Likely your broker liquidated the position due to insufficient margin available in your online account.
With larger traders and especially before the days of online a broker would ring (US speak ‘call’) his client and tell him ‘your open position is going against you so much so that we need some more funds to cover possible losses’
That is known as a ‘margin call’ - if the client didn’t make more funds available then the broker would close out.
Online is the same thing - the greater the account balance then the more ‘margin’ funds that are available to cover losses.
No problem - one other thing going forward - how to minimize margin calls.
Three ways - first one is easiest for big pockets - lodge a sizable balance with the broker and trade smaller.

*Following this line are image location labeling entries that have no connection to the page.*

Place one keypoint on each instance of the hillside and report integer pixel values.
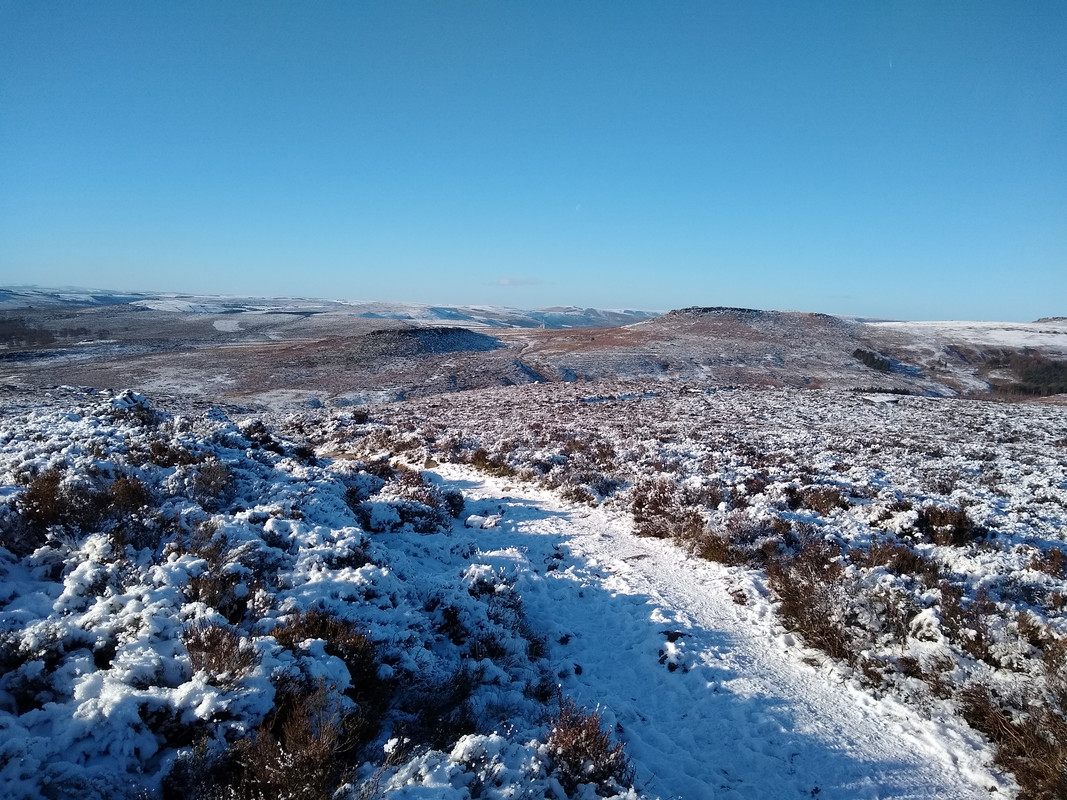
(448, 582)
(264, 352)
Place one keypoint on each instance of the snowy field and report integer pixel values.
(534, 592)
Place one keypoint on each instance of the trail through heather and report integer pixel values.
(687, 661)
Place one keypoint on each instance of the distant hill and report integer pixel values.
(291, 350)
(30, 298)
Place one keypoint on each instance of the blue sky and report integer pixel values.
(896, 159)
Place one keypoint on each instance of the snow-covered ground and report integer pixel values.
(712, 697)
(434, 580)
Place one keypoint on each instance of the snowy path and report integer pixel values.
(711, 698)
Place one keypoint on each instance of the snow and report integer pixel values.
(524, 593)
(739, 715)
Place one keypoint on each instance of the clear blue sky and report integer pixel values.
(895, 159)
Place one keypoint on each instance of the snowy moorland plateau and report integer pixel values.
(561, 590)
(293, 548)
(267, 352)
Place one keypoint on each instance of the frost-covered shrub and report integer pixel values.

But as a retail learner we have an advantage - we don’t need a large account to learn, so second way is stick to less volatile instruments - test those on a demo to get a sense of margin - sure much more boring with small wins but that’s the key to success - KISS
Third way is the broker - less scrupulous will widen the spread at less liquid times (say maybe a holiday or perhaps weekend/nighttime etc) - when they widen the spread then a small profit or breakeven position will hit margin call territory and you’re out.
(Btw you will encounter KISS as ‘keep it simple’ - for us learners it’s ‘keep it small’
I know that there are many new traders who think that forex trading is an easy way of making money. But they are the ones who often end up losing in the market. I agree that there can be ups and downs, but you can’t achieve your goals if you are not putting your efforts in the right direction.